Bohaterem, który zna wszystkich, jest Blaise. Blaise skrzywdził innych, źle się z tym czuje, męczą go wyrzuty sumienia. Prowadzi podwójne życie. Jeden jego świat to praktyka psychoanalityka, dom z ogrodem na przedmieściach Londynu, żona Harriet, syn David, uczeń ekskluzywnej szkoły. Drugi świat to niezadowolona kochanka Emily, brudne mieszkanie i Luca, gorszy syn. Gorszy w oczach Blaise'a, bo o jego uczucia ojciec niewiele dba, w jego obecności kłóci się z Emily, daje mniej pieniędzy na jego utrzymanie. Te dwa światy nigdy nie miały spotkać się ze sobą, jednak pewnego razu żona dowiedziała się o tej drugiej. I od tej pory rozpoczęło się lepsze życie Blaise'a. Tak: nie gorsze, tylko lepsze.
W tym miejscu słówko o charakterze Harriet. Jest to szlachetna, dobra osoba, chodząca doskonałość. Czasami w swojej dobroci Harriet bywa natrętna i niedelikatna, jak wtedy, gdy nachodzi cierpiącego po stracie żony pisarza, chcąc go pocieszyć. Tyle że biedny wdowiec nie szuka pocieszenia, ma dość jej niezapowiedzianych wizyt! Woli cierpieć w samotności.

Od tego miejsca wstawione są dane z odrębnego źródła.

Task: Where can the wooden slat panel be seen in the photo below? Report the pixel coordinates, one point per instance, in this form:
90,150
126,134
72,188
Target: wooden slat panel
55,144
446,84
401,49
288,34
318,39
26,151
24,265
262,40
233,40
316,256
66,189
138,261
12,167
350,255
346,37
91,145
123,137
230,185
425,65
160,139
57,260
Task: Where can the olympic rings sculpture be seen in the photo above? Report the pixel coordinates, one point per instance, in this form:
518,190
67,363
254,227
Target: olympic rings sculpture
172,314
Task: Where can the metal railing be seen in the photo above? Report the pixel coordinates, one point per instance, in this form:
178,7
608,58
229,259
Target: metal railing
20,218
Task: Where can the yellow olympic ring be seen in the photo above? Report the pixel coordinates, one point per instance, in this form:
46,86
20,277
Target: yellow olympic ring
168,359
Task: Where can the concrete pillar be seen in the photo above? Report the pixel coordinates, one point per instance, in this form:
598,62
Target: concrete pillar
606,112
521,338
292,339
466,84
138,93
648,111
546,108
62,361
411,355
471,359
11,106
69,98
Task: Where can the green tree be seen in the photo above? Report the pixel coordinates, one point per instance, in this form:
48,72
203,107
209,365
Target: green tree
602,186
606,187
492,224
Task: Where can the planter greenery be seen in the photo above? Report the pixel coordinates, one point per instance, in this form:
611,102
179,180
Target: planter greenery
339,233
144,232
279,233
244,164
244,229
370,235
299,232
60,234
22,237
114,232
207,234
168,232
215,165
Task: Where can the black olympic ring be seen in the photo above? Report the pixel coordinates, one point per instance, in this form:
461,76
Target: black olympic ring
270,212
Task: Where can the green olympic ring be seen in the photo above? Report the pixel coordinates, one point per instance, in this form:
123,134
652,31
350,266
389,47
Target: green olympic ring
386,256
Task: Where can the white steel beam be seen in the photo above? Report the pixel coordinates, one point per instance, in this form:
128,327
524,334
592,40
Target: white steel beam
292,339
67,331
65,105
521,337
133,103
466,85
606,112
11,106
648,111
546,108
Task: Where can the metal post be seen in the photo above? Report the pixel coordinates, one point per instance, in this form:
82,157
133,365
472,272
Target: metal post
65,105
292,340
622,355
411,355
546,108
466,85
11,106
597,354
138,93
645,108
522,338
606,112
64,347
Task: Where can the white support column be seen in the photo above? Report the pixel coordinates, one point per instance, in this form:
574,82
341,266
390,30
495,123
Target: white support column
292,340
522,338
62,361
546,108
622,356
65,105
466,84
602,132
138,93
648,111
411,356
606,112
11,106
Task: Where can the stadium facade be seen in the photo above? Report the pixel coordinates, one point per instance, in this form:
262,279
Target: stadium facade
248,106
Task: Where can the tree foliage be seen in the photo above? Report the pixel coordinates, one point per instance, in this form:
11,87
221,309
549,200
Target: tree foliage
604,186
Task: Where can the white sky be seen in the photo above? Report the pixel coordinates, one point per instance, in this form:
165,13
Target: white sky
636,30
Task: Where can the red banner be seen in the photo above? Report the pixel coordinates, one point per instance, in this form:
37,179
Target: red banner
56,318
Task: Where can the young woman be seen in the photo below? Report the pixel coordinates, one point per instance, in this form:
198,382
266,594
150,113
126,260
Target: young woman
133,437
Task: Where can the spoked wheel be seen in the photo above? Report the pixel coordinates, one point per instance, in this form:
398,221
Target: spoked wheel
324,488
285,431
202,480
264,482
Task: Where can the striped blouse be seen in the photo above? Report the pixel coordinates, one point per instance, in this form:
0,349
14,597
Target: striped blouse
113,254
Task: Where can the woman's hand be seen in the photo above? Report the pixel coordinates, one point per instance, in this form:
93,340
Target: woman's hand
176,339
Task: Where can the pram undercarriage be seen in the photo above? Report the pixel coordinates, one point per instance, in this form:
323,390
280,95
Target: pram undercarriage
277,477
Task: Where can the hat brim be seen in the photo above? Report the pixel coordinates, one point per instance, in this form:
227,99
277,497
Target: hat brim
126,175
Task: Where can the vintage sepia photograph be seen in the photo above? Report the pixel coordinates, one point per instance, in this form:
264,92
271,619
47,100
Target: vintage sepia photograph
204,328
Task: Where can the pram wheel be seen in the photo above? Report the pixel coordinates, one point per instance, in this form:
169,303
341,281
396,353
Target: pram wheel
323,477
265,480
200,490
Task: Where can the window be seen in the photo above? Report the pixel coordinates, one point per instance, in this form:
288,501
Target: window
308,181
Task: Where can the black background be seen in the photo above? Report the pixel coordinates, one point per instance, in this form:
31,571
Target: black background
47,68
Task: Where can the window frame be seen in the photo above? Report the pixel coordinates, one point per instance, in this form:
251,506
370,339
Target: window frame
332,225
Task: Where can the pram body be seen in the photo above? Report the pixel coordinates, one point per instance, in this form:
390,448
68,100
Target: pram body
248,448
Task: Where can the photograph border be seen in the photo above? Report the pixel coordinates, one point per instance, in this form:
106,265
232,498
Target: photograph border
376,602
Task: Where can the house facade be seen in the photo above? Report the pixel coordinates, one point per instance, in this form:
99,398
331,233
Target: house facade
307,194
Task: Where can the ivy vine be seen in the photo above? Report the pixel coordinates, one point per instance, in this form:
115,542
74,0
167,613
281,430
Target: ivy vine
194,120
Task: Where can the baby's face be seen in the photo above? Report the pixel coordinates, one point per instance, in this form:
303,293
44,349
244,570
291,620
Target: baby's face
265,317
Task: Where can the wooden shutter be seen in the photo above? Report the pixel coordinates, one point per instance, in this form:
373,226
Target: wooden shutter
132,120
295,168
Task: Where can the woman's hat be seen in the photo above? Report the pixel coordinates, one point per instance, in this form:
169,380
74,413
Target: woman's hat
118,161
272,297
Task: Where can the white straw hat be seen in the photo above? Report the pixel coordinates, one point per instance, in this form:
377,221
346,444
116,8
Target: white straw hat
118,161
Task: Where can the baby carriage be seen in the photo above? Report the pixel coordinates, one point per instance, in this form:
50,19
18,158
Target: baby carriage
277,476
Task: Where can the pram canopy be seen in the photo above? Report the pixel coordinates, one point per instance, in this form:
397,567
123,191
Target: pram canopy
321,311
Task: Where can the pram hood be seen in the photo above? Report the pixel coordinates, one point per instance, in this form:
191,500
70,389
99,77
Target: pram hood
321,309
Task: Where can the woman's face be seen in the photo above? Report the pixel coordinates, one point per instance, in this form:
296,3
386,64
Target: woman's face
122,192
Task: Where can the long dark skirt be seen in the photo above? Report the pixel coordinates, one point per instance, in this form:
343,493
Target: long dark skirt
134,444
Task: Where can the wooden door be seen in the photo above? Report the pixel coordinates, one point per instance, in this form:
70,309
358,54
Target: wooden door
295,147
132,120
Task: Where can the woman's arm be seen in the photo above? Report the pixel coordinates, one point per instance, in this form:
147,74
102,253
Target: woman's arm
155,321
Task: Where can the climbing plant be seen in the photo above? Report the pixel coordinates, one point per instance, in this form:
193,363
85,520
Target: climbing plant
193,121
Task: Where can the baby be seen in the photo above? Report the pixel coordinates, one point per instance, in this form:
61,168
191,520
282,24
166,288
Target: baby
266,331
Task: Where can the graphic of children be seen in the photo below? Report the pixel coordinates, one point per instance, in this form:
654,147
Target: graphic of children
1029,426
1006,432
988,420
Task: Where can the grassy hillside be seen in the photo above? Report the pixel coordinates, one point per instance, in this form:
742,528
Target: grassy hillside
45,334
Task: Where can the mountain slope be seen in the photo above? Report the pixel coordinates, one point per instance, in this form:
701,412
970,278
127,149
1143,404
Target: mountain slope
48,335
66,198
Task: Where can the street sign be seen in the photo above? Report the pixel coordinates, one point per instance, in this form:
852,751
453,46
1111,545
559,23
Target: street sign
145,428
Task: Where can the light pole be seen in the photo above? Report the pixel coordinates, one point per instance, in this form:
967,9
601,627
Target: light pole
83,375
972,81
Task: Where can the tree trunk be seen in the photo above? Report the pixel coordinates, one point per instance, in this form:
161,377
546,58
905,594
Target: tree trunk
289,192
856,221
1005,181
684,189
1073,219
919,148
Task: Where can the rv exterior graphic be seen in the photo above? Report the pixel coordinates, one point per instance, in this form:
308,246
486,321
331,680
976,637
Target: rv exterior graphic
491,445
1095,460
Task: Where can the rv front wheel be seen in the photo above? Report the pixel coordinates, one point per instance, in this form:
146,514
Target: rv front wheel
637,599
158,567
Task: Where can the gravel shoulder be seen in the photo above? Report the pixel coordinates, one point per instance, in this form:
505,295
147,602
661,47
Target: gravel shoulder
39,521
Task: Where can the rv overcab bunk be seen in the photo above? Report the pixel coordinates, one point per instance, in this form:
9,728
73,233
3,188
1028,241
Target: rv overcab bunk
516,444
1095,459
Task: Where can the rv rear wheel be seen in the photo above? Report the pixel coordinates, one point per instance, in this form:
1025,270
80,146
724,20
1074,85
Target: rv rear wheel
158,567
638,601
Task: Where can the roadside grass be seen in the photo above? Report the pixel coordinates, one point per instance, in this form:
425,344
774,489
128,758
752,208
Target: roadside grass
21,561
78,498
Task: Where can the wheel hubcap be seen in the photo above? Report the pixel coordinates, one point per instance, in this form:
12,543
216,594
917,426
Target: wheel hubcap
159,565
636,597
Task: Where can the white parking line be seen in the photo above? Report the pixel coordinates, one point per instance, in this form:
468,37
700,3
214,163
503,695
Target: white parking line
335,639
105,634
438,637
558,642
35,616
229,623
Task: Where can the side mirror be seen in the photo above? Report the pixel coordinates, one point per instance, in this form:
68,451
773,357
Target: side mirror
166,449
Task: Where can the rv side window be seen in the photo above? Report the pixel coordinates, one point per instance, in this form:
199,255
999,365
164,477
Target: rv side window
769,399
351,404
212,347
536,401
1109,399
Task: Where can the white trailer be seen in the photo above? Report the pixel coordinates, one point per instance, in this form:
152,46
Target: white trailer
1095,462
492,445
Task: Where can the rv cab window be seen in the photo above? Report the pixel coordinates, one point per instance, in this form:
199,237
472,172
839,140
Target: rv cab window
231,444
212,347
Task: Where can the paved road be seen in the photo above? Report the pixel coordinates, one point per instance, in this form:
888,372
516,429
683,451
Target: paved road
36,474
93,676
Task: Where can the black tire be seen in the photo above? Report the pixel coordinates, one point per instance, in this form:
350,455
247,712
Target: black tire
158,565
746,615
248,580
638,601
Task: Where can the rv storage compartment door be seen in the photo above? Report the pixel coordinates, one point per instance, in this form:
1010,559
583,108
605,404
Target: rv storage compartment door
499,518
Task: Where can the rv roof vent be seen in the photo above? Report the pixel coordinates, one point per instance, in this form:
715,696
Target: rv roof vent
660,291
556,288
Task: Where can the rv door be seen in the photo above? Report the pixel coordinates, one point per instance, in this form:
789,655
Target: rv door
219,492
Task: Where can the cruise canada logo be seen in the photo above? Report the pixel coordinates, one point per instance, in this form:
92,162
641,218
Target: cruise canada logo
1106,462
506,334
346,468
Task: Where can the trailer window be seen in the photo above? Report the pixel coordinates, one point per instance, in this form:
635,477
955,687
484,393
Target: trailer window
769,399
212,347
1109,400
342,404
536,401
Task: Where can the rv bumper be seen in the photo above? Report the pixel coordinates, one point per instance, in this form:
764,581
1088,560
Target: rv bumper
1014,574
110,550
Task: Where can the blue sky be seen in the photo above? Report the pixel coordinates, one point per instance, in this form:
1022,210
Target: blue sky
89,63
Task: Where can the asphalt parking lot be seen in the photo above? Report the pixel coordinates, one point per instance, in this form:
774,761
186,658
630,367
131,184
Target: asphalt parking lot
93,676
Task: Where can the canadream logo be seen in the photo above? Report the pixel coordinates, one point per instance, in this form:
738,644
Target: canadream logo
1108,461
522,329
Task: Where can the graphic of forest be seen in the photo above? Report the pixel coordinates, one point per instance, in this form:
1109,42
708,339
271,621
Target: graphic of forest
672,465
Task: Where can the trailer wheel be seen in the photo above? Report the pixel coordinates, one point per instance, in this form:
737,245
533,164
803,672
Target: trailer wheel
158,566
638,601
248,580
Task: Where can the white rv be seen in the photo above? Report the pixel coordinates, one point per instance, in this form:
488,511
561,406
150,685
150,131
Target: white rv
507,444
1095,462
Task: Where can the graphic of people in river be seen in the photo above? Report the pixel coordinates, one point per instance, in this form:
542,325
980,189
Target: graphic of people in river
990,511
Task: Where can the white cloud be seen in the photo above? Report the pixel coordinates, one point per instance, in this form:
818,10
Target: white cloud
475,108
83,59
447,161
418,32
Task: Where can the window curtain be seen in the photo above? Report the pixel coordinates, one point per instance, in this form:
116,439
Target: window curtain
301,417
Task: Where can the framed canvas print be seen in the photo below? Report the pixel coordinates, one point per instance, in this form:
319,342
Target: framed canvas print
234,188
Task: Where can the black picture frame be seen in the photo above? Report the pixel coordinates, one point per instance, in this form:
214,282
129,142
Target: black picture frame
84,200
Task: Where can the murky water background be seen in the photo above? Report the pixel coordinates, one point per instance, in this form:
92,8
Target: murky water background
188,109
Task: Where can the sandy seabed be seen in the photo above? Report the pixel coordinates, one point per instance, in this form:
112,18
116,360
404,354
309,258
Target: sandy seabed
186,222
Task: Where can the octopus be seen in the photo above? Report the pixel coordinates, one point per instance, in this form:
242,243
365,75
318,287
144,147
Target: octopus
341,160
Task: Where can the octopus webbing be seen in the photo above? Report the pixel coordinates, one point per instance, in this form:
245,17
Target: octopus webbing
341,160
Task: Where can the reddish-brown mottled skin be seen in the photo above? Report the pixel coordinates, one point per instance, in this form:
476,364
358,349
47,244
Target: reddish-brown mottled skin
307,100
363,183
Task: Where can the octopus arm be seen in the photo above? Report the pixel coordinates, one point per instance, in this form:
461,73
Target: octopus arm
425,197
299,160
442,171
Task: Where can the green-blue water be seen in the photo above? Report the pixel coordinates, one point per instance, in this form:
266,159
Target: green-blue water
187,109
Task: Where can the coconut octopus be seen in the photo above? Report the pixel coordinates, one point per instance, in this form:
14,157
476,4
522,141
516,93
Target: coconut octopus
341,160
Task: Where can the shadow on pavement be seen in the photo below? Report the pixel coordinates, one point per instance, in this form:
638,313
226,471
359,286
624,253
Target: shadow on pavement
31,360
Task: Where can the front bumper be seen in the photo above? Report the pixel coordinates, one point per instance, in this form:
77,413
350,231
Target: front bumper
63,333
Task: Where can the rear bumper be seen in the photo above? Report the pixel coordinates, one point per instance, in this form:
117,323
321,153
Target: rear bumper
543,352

Kiedy wyobrażam sobie, jak ja bym zachowała się na miejscu zdradzanej żony, wyobraźnia podsuwa mi latające po kuchni talerze, walizki wystawione na klatkę schodową, spoliczkowanie wiarołomnego (tak, tak, kobiety czasami bywają agresywne!). Urażoną dumę, rozstanie. Ale na pewno nie zachowałabym się tak jak Harriet.
Gdy dochodzi do opisu zachowania Harriet, powieść staje się denerwująca i sztuczna. Harriet zachowuje się bardzo osobliwie. Nakazuje synowi, by był szczególnie miły dla ojca, bo trzeba ojca „ratować” (ma na myśli jakieś ratowanie duchowe), namawia męża, by więcej czasu spędzał z kochanką, i nawet urządza przyjęcie na jej cześć, pilnuje, by dawał na drugi dom więcej pieniędzy, zaczyna starać się o sympatię dziecka Emily, zaniedbując przy tym własnego syna...
Gdy zastanawiałam się, o co chodzi z tą dziwną fabułą, doszłam do wniosku, że Murdoch chciała przedstawić sytuację, w której zło zostaje usankcjonowane. Do niegodziwca osoba poszkodowana wyciąga ręce, przebacza mu od razu, chce mu pomagać. Winowajca nie otrzymuje kary. W tej sytuacji Blaise szybko dochodzi do wniosku, że legalne posiadanie dwóch kobiet jest lepsze niż posiadanie jednej, nie trzeba się ukrywać, wymyślać wykrętów. Jest lepiej, niż było.
Morał z tej książki taki, że nadmierna tolerancja nie jest zachowaniem pozytywnym, złoczyńcę należy karać i nie spieszyć się z przebaczaniem, bo jeśli nie zostanie ukarany, nie będzie też czuł się winny i skłonny do poprawy.
Czytałam tę „Machinę...” z narastająca niechęcią. Humoru nie poprawiło mi gwałtowne zakończenie oraz różnorakie zbiegi okoliczności. Murdoch podobno tworzy świetne dialogi. Oj, nie zawsze... Jedną z bohaterek jest Pinn, kobieta dojrzała już, która zapragnęła uwieść niepełnoletniego chłopca i tak do niego przemawiała:
Jestem posągiem świątynnym ucieleśniającym wolę niebios. Jestem ciebie godna, bo stałam się wysłanniczką twego losu. Ty patrzysz na mnie po raz pierwszy, ale ja obserwowałam cię wiele razy, przemierzałeś niejednokrotnie krainy moich snów*.
Jedyne dobre strony tej książki to ładny styl i pokazanie krzywdy dzieci. Obaj synowie Blaise'a cierpią – zaniedbywany, niekochany Luca i David, zawstydzony zachowaniem ojca, zraniony zachowaniem matki.
Na koniec okazuje się, że ktoś taki jak dobry człowiek nie istnieje. Dobrym się jest do czasu, gdy stanie się przed ciężką życiową próbą. Harriet złamała serce własnemu synowi, zaczęła narzucać się mężczyznom z sąsiedztwa. Mnie jako czytelnika zaczęła na tyle denerwować, że swoją sympatię skierowałam na Emily.
Kto lubi problemy moralne, zainteresowany jest tematem dobra i zła, podczas czytania „Machiny miłości czystej i wszetecznej” z pewnością poczuje się jak na znajomym, miłym terenie. Ale kto ceni prawdę psychologiczną, może być rozczarowany.
---
* Iris Murdoch, „Machina miłości czystej i wszetecznej”, przeł. W. Schaitterowa, wyd. Czytelnik, 1980, str. 581.